Enfin, la revalorisation de l’image du pays à l’international, via des campagnes stratégiques et la mise en réseau des opérateurs locaux, serait cruciale pour reconstruire la confiance. Le développement du tourisme culturel, historique, religieux ou écologique, soutenu par une diaspora prête à investir, pourrait faire d’Haïti un exemple de tourisme résilient en contexte post-crise.
Économiquement, les enjeux sont considérables. Le tourisme pourrait générer des recettes en devises, créer des milliers d’emplois directs et indirects, dynamiser l’artisanat local, l’agriculture et les services, tout en favorisant l’intégration des jeunes et des femmes dans l’économie formelle.
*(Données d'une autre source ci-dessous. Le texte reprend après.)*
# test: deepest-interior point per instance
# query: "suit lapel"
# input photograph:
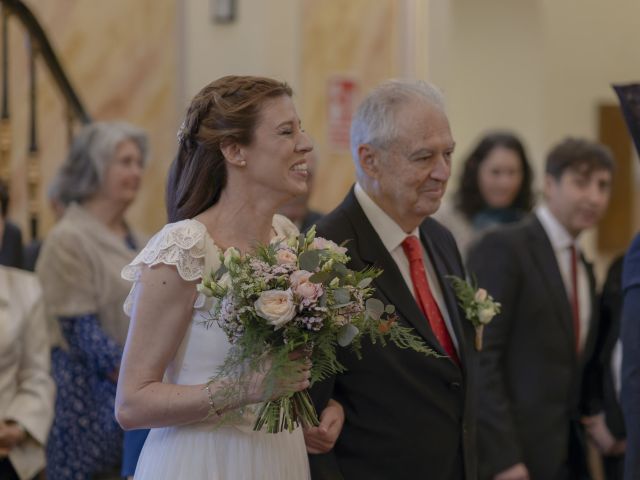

Comparativement à la République dominicaine ou à la Jamaïque, où le tourisme représente jusqu’à 30 % du PIB, Haïti plafonne à moins de 1 %, illustrant l’ampleur du potentiel inexploité.
Mais tant que la violence perdure, que l’État reste absent et que les lignes aériennes et maritimes suspendent leurs opérations, le rêve d’un tourisme haïtien renaissant restera suspendu. La suspension de Royal Caribbean, symbole fort de la déconnexion croissante d’Haïti avec les circuits mondiaux, en est la preuve éclatante.